Speeding up Page Load with Chunking


I was doing some investigations around HTTP/2 recently and went off on a slight tangent around optimizing browser page load times. And for maybe the 3rd time in the past few years, I ended up finding flushing early with chunked encoding to be really useful. So I’m writing some of this down here in the hope that someone else finds it useful too.

Techniques

There’s a couple of related techniques that you can use with chunked encoding to help compress the waterfall and/or cut down on round trips:

  1. Fast flush of a chunk containing just the html head.
  2. Multiple flushes of the head + most important chunks of content.
  3. Flushing additional json data as a callback after the initial page has been rendered.

1 & 2 are very similar, and you can pick somewhere partway between the two (like you’ll see I’ve done in my sample).

3 is for more specific use-cases, and I haven’t really seen it used very often, but it gave a lot of benefits for me on a big js-driven SPA I worked on a few years ago.

Fast Flushing

So this can give 2 main improvements:

  1. Flushing the head early, allows the browser to parse any links in the head for css/js/fonts and start downloading and parsing them as early as possible, without having to wait for however long it takes for the server to generate the main body of the page. This can also work really well in combination with link prefetch/preconnect/dns-prefetch
  2. Get the most important content rendered earlier, rather than waiting for all data needed for the page to be collected, before responding.

Example Site

I setup a little sample page to demonstrate this. It is just a basic html page served through some custom netty code I have running on an EC2 instance which I use to insert a half second delay between flushing the first and second chunks.

The purpose is to simulate a page that is slow to generate, and show you the difference in time to the page being ‘ready’, with flushing the head early vs not.

Here’s the site with fast flushing of the head.

And here it is without flushing.

Now taking a look at the webpagetest runs for each, you can see the impact. Note that I ran these using webpagetest’s simulated “Mobile 3G” connection on Chrome, running from the US east coast to AWS on the west coast to represent a reasonably bad connection.

Results without Flushing

You can see that all the page assets don’t start to get downloaded until after the whole page has been generated by server and received by the browser. The Document Complete time was 1.943 secs: Waterfall for no flushing

Results with Fast Flushing

And now with the early flushing, we can see that most of the assets have finished downloading in the gap between the first head chunk and the rest of the body. The Document Complete time was 1.165 secs: Waterfall for fast flushed

So for this example - although admittedly tailored to demonstrate this - thats a decent 60% improvement.

References

Here’s the source, although there’s nothing much special about the code: https://github.com/kerumai/chunking

And here are some other people’s writings about this technique:

Late Flushing JSON Data

A scenario where this is useful is when you have a Single Page Application where the following sequential round trips have to occur before the page/app is ready:

  1. Browser navigates to the page, downloads and parses it.
  2. Browser downloads JS assets and processes them.
  3. JS makes XHR to get data to be rendered using JS in the page.
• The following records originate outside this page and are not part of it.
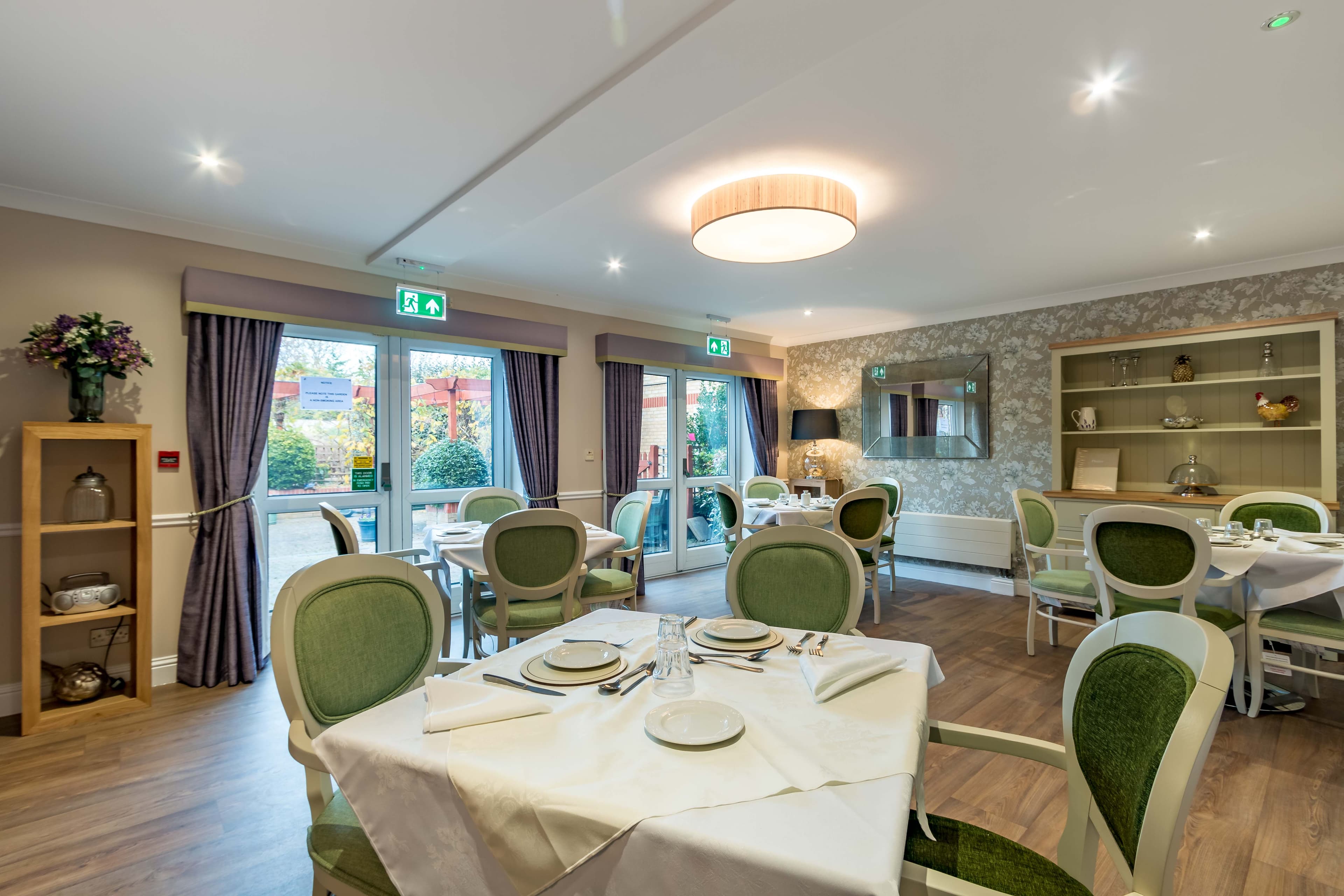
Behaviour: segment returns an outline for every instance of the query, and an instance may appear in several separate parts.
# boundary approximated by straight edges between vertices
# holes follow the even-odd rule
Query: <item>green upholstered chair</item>
[[[745,498],[780,498],[789,493],[789,484],[774,476],[753,476],[742,486]]]
[[[1278,528],[1278,527],[1275,527]],[[1309,697],[1321,696],[1321,678],[1344,681],[1344,676],[1321,669],[1321,650],[1344,653],[1344,622],[1306,610],[1251,610],[1246,614],[1249,643],[1247,665],[1251,674],[1251,719],[1259,715],[1265,700],[1263,639],[1286,642],[1292,650],[1288,668],[1293,670],[1293,690]]]
[[[887,556],[887,578],[891,579],[891,587],[896,587],[896,523],[900,521],[900,505],[906,500],[906,490],[902,488],[900,482],[891,478],[890,476],[875,476],[871,480],[864,480],[859,484],[860,489],[868,486],[876,486],[887,493],[887,516],[891,517],[891,523],[887,525],[886,532],[882,533],[882,541],[878,544],[876,559],[882,563],[882,556]]]
[[[1097,582],[1090,571],[1067,570],[1066,557],[1083,560],[1082,541],[1060,539],[1059,516],[1055,505],[1044,494],[1031,489],[1015,489],[1012,505],[1017,510],[1017,528],[1021,531],[1021,547],[1027,555],[1027,656],[1036,656],[1036,617],[1046,619],[1050,646],[1059,645],[1059,623],[1094,629],[1095,622],[1074,619],[1062,615],[1064,607],[1093,613],[1097,606]],[[1060,544],[1077,544],[1077,548],[1060,548]],[[1040,559],[1046,568],[1040,568]],[[1056,563],[1055,557],[1060,557]],[[1056,568],[1058,567],[1058,568]],[[1095,618],[1095,617],[1094,617]]]
[[[724,587],[738,619],[849,631],[863,609],[863,567],[848,541],[813,525],[757,532],[728,557]]]
[[[1242,576],[1207,579],[1212,548],[1193,520],[1175,510],[1137,504],[1101,508],[1083,521],[1083,544],[1099,587],[1101,619],[1144,610],[1199,617],[1232,642],[1232,697],[1246,712],[1246,603]],[[1236,584],[1231,588],[1228,586]],[[1196,603],[1200,587],[1227,587],[1232,609]]]
[[[289,754],[305,768],[313,893],[396,896],[353,810],[332,793],[313,737],[465,664],[438,658],[444,604],[405,560],[352,553],[289,576],[270,617],[270,652],[289,717]]]
[[[327,501],[320,501],[317,506],[323,512],[323,519],[332,527],[336,556],[343,557],[347,553],[359,553],[359,532],[355,531],[355,524],[349,521],[349,517]],[[448,570],[437,559],[411,559],[429,556],[429,551],[425,548],[406,548],[405,551],[379,551],[375,556],[402,557],[417,570],[423,570],[434,583],[434,588],[438,590],[438,596],[444,600],[444,618],[453,615],[453,600],[449,596],[449,588],[445,587],[445,583],[449,582]],[[453,656],[453,626],[444,626],[444,656]],[[465,647],[462,656],[466,656]]]
[[[882,622],[882,598],[878,588],[878,548],[887,531],[887,492],[870,485],[836,498],[831,510],[831,528],[853,545],[866,574],[872,574],[872,621]]]
[[[1316,498],[1293,492],[1251,492],[1223,505],[1218,524],[1241,523],[1250,532],[1255,520],[1274,520],[1275,529],[1289,532],[1331,531],[1331,512]]]
[[[742,496],[734,492],[732,486],[715,482],[714,497],[719,502],[719,521],[723,524],[723,549],[730,557],[742,543],[742,539],[758,529],[774,525],[773,523],[765,525],[745,523],[743,516],[746,510],[742,506]]]
[[[476,649],[491,634],[500,649],[574,618],[587,531],[569,510],[534,508],[507,513],[485,531],[489,598],[472,602]]]
[[[579,607],[594,603],[629,600],[630,610],[637,610],[640,583],[640,562],[644,559],[644,528],[649,523],[652,497],[648,492],[630,492],[612,508],[612,532],[625,541],[621,547],[593,557],[594,563],[606,560],[606,567],[589,570],[579,588]],[[618,570],[616,563],[629,560],[630,568]]]
[[[1223,712],[1232,649],[1192,617],[1137,613],[1091,631],[1064,677],[1063,746],[929,723],[933,743],[1032,759],[1068,774],[1059,864],[968,822],[911,813],[902,896],[1090,896],[1097,842],[1130,896],[1171,896],[1199,774]]]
The purpose of this technique is to remove the additional round trip of the XHR in (3), while parallelising the browser downloading assets at the same time as the server collecting the data for the page. What you do is:

  1. Browser navigates to the page.
  2. Server flushes all of page in response except for the closing body + html tags.
  3. Browser downloads JS assets and processes them.
  4. Once server has collected more data needed for rendering in JS in the browser, it flushes it as a <script> tag which invokes the rendering function with embedded json data.
  5. This can be repeated multiple times if different datasets are going to be available at different times.
  6. And finally the server needs to flush out the closing body + html tags.

So again like for technique (1), this has the advantage of allowing the browser to start downloading assets as early as possible, and rendering the basic layout of the page, while the server is still doing the slower work of collecting all data needed. And then it also avoids an addtional round trip of having to wait for the JS to be downloaded and processed before an XHR can be made to get this from the server.
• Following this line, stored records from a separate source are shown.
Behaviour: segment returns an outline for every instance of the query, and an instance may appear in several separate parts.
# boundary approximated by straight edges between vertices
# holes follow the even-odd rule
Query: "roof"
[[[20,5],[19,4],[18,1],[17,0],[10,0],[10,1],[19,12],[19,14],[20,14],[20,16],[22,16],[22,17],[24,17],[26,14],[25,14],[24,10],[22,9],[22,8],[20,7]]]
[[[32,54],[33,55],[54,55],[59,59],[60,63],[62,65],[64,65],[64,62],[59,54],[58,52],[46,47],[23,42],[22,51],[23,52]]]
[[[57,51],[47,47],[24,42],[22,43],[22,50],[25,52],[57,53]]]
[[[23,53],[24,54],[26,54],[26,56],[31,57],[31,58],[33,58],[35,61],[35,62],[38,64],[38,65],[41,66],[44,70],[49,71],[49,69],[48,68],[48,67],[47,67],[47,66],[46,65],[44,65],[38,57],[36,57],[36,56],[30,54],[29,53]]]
The only slightly complicated part is that you need to code to handle the race condition around whether the JS is downloaded and processed before or after the JSON data is received.

An extension of this technique was used in Facebook’s BigPipe framework.

The more widely used alternative to this technique is to render the js templates into html on the serverside, and then only hook up the JS event handlers on page load. And if you can do this, then you’re probably better off. But for situations where thats not an option, then this can be a handy tool to have available.

Conclusion

When you’re trying to eke out improvements to page load time, especially on high latency networks, then keep flushing, chunked encoding, and link prefetch in mind.

Maybe I’ll get round to writing about other improvements that you can make with HTTP/2 and SSE some time soon! Or maybe Daredevil Season 2 will be released before then and I’ll go dark for another week.